[css3-syntax] Making U+0080 to U+009F "non-ASCII"? from Simon Sapin on 2013-01-24 (www-style@w3.org from January 2013)

From: Simon Sapin <simon.sapin@kozea.fr>
Date: Thu, 24 Jan 2013 21:34:24 +0100
To: www-style list <www-style@w3.org>
Message-ID: <51019AD0.7040403@kozea.fr>

Hi,

css3-syntax defines "non-ASCII character" as "A character with a 
codepoint equal to or greater than U+00A0 NO-BREAK SPACE."

Could we change that to "… equal to or greater than U+0080"? In other 
words, having the whole block of C1 control characters be considered 
non-ASCII. I don’t think that more than a tiny amount of existing 
content would be affected, but I don’t have any data to support that. 
Maybe I’m still a decade too late, I don’t know.


Why? First, it’s weird. In any definition that I can find, ASCII stops 
at most at 0x7F. I understand the feeling that control characters should 
not be part of identifiers, but then why exclude them but not Unicode’s 
many other non-characters, whitespace or punctuation? Let’s not go 
there, handling non-ASCII uniformly is much simpler.

This peculiar definition of non-ASCII does not seem to have a reason, 
other that being a remain of CSS1 where the only non-ASCII characters 
are [¡-ÿ], the "printable" part of Latin-1.

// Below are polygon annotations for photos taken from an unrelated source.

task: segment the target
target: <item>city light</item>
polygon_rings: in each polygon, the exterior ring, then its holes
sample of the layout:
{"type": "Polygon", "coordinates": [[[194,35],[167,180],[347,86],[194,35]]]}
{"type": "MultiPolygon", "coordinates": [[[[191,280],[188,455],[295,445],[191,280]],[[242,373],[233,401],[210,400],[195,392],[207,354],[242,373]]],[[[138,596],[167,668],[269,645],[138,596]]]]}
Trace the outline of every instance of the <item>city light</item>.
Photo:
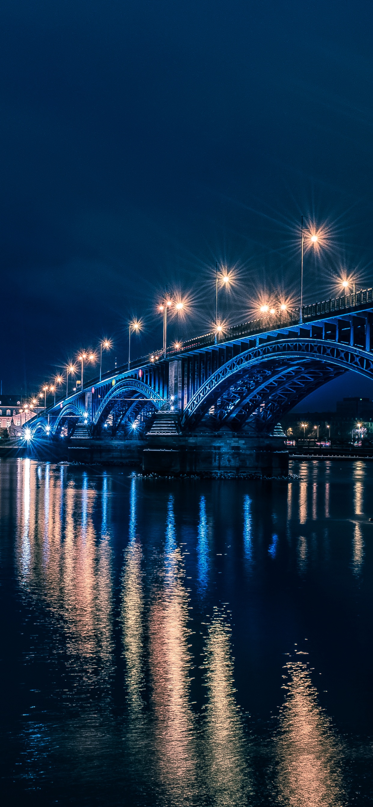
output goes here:
{"type": "Polygon", "coordinates": [[[27,443],[29,443],[30,441],[32,440],[32,435],[31,435],[31,429],[29,429],[28,426],[27,426],[26,429],[25,429],[25,430],[24,430],[23,439],[26,440],[26,441],[27,443]]]}
{"type": "MultiPolygon", "coordinates": [[[[166,358],[167,353],[167,312],[169,308],[174,307],[177,313],[180,313],[184,308],[184,302],[174,297],[169,297],[169,292],[166,286],[163,290],[163,300],[158,306],[158,311],[163,313],[163,349],[162,353],[166,358]]],[[[128,368],[129,369],[129,368],[128,368]]]]}
{"type": "Polygon", "coordinates": [[[315,245],[318,241],[318,236],[316,232],[312,232],[310,236],[309,232],[307,232],[304,229],[303,226],[303,215],[301,218],[300,224],[300,324],[303,322],[303,256],[304,252],[304,240],[306,236],[309,236],[309,240],[312,245],[315,245]]]}
{"type": "Polygon", "coordinates": [[[138,333],[141,329],[142,323],[140,320],[132,320],[128,324],[128,370],[131,362],[131,333],[132,331],[136,331],[136,332],[138,333]]]}
{"type": "Polygon", "coordinates": [[[100,341],[100,381],[101,381],[101,370],[103,367],[103,348],[105,350],[110,350],[112,347],[112,344],[110,339],[102,339],[100,341]]]}

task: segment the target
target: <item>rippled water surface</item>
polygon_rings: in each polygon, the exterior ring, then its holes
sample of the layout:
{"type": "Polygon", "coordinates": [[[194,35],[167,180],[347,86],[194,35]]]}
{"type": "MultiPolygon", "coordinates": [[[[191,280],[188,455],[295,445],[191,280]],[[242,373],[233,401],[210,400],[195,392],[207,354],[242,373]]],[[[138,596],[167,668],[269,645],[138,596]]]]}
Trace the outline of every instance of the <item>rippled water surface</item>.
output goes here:
{"type": "Polygon", "coordinates": [[[373,463],[0,464],[2,801],[370,805],[373,463]]]}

Perhaps more importantly, this change would make some implementation 
strategies easier. If all non-ASCII characters are treated the same, a 
tokenizer could use UTF-8 bytes as its internal representation of text 
and work by only looking at individual bytes. Sequences of non-ASCII 
codepoints map 1:1 to sequences of non-ASCII bytes in UTF-8.

With "non-ASCII" starting at U+00A0 however this is not so easy, because 
U+0080~U+009F has to be discriminated from other multi-byte UTF-8 sequences.


Thoughts? Is this too small of a concern to make the change?
-- 
Simon Sapin

Received on Thursday, 24 January 2013 20:35:16 UTC